Mission and Purpose:
The Community Information Corps (CIC) Student Group draws upon the fundamental concepts of community informatics in order to facilitate student engagement and activity outside the classroom. Through student-industry discussion, community involvement and outreach, and alumni and inter-school connections the CIC Student Group both learns from its surrounding knowledge base and presents its ideas and efforts to the community.
Governing structure:
While maintaining a more informal and open planning and organizational structure, the CIC Student Group will delegate specific responsibilities, such as financial and meeting management, to designated individuals. The CIC Student Group future events and scope are developed by a planning committee consisting of a wide group of interested parties including CIC Student Group members, CIC faculty advisors, other interested faculty, interested alumni, and other i-School interested parties.
Membership:
Membership is open to all current and previous graduate and doctoral students within the School of Information, with special requests from students outside SI being considered on a case-by-case basis.
From the CIC site:
The Community Information Corps provides students with readings, lectures, practical engagement service opportunities, research projects and social and professional networking connections to launch them into careers as public interest information professionals - "public informationists." Upon completion of their studies, many CIC graduates typically work for nonprofit organizations, public libraries, government agencies, and museums, or they engage in entrepreneurial social ventures. CIC benefits from a growing Alumni Network.
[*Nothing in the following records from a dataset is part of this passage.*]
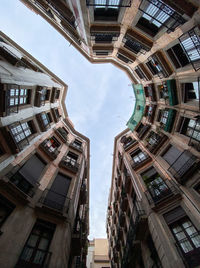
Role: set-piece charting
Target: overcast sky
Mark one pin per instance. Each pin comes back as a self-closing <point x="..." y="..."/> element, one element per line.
<point x="99" y="99"/>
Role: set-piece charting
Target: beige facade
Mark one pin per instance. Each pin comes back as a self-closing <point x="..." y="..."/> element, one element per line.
<point x="153" y="211"/>
<point x="98" y="254"/>
<point x="44" y="168"/>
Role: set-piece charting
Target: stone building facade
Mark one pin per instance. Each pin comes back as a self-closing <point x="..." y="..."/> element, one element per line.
<point x="153" y="211"/>
<point x="44" y="168"/>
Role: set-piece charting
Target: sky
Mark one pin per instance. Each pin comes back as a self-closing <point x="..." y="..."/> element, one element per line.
<point x="99" y="99"/>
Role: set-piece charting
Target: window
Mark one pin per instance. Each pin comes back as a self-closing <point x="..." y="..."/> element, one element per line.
<point x="77" y="144"/>
<point x="186" y="235"/>
<point x="21" y="131"/>
<point x="46" y="119"/>
<point x="51" y="144"/>
<point x="163" y="116"/>
<point x="190" y="91"/>
<point x="27" y="177"/>
<point x="106" y="10"/>
<point x="72" y="158"/>
<point x="190" y="128"/>
<point x="178" y="56"/>
<point x="157" y="14"/>
<point x="138" y="156"/>
<point x="156" y="186"/>
<point x="190" y="42"/>
<point x="35" y="251"/>
<point x="6" y="208"/>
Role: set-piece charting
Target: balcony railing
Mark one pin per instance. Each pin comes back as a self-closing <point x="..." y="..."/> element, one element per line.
<point x="110" y="3"/>
<point x="158" y="142"/>
<point x="55" y="201"/>
<point x="159" y="193"/>
<point x="69" y="164"/>
<point x="49" y="150"/>
<point x="183" y="166"/>
<point x="192" y="258"/>
<point x="76" y="147"/>
<point x="167" y="17"/>
<point x="34" y="257"/>
<point x="190" y="43"/>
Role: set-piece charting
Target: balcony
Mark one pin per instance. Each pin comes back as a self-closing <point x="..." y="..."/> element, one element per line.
<point x="125" y="56"/>
<point x="150" y="93"/>
<point x="191" y="259"/>
<point x="136" y="43"/>
<point x="110" y="3"/>
<point x="76" y="147"/>
<point x="142" y="72"/>
<point x="168" y="126"/>
<point x="190" y="43"/>
<point x="155" y="142"/>
<point x="184" y="166"/>
<point x="62" y="134"/>
<point x="150" y="113"/>
<point x="41" y="258"/>
<point x="41" y="95"/>
<point x="69" y="164"/>
<point x="105" y="35"/>
<point x="142" y="130"/>
<point x="54" y="202"/>
<point x="83" y="194"/>
<point x="159" y="66"/>
<point x="161" y="15"/>
<point x="160" y="195"/>
<point x="51" y="151"/>
<point x="18" y="186"/>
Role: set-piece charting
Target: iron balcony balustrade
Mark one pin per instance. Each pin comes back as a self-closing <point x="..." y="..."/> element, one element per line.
<point x="142" y="131"/>
<point x="22" y="143"/>
<point x="136" y="229"/>
<point x="62" y="134"/>
<point x="161" y="14"/>
<point x="34" y="257"/>
<point x="20" y="185"/>
<point x="191" y="257"/>
<point x="183" y="166"/>
<point x="190" y="43"/>
<point x="70" y="164"/>
<point x="134" y="45"/>
<point x="156" y="142"/>
<point x="40" y="96"/>
<point x="77" y="147"/>
<point x="160" y="192"/>
<point x="51" y="151"/>
<point x="109" y="3"/>
<point x="10" y="109"/>
<point x="56" y="201"/>
<point x="149" y="91"/>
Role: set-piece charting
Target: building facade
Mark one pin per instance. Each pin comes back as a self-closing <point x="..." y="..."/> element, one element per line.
<point x="153" y="212"/>
<point x="98" y="254"/>
<point x="44" y="168"/>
The mission of the Community Information Corps is to prepare information professionals -- through academic inquiry, practical engagement and professional development -- for careers in community and public information work.
There are a handful of fundamental concepts about community and the public good that we study in the Community Information Corps (CIC) Seminar at the School of Information (SI). These key concepts give students a conceptual lens for reflecting on the details of project activity and policy developments that they observe and encounter. They also create a point of common knowledge and a lingua franca with which students can interact and share ideas.
CIC Fundamental Concepts
Public Goods and Common Pool Resources
More formally, a public good is non-excludable, so that everyone has access to it, and non-rival, so that use by some people does not reduce the value of the good to others.
The notions of public goods and common pool resources are critical to community informationists for two reasons. First, information itself is sometimes thought of as a public good, since it is relatively inexpensive to distribute once it is created. Second, many of the solutions to problems of underproduction of public goods and overconsumption of common pool resources involve organizing information flows. By reducing certain production and transaction costs or making people’s contributions more visible, people may be induced to produce more public goods.
Social Capital
Social capital is an umbrella term that refers to all kinds of productive resources that inhere in social relations. A group of people that trusts each other can accomplish more than one that does not. For individuals, participation in communities leads to social ties, learning of norms, and a sense of belonging. An awareness of the power of social capital and how it develops is important to anyone who will be doing community or public interest work.
Inequality, Diversity, Identity and Power
The “digital divide” is a term that has been used to refer to inequalities in ability to make effective use of those technologies. Increasingly, access to economic, political, and social rewards in society depend on technology access and skills. Thus, the digital divide is indeed a problem of public Efforts to bridge the digital divide often involve professionals or other privileged members of society working in communities where people are predominantly of a different race or class. Complex phenomena of identity and power play out in these relationships, and it is valuable for professionals to have some tools for reflecting on their roles.
Citizenship and Democracy
Citizens should govern themselves’ is the lofty ideal of democracy. Here, the term ‘citizen’ refers not to the people carrying passports of a particular country but more broadly to anyone exercising their proper role in self-governance. But there are many conceptions of the proper roles of citizens. In one view, the ideal role of citizens is to choose privately, by voting, among representatives or directly among policy alternatives placed on a ballot. In another, the ideal role of citizens is to deliberate publicly about policy alternatives. A third conception places citizens in production roles, especially producing public goods. A fourth conception values voluntary membership in associations that can make moral claims on members but have limited means of enforcing those claims. All but the first of these conceptions of democracy allows for a transformative effect of participation in public life.
Non-profit Sector and Philanthropy
The non-profit sector is sometimes called the independent, voluntary, civil society or third sector (after the business and government sectors). It creates an arena for privately chosen action that claims to be for the common good. Due to shifting cultural norms and public policies, this sector faces continual pressures to evolve, and it is useful for community informationists to understand both the history and the current trends.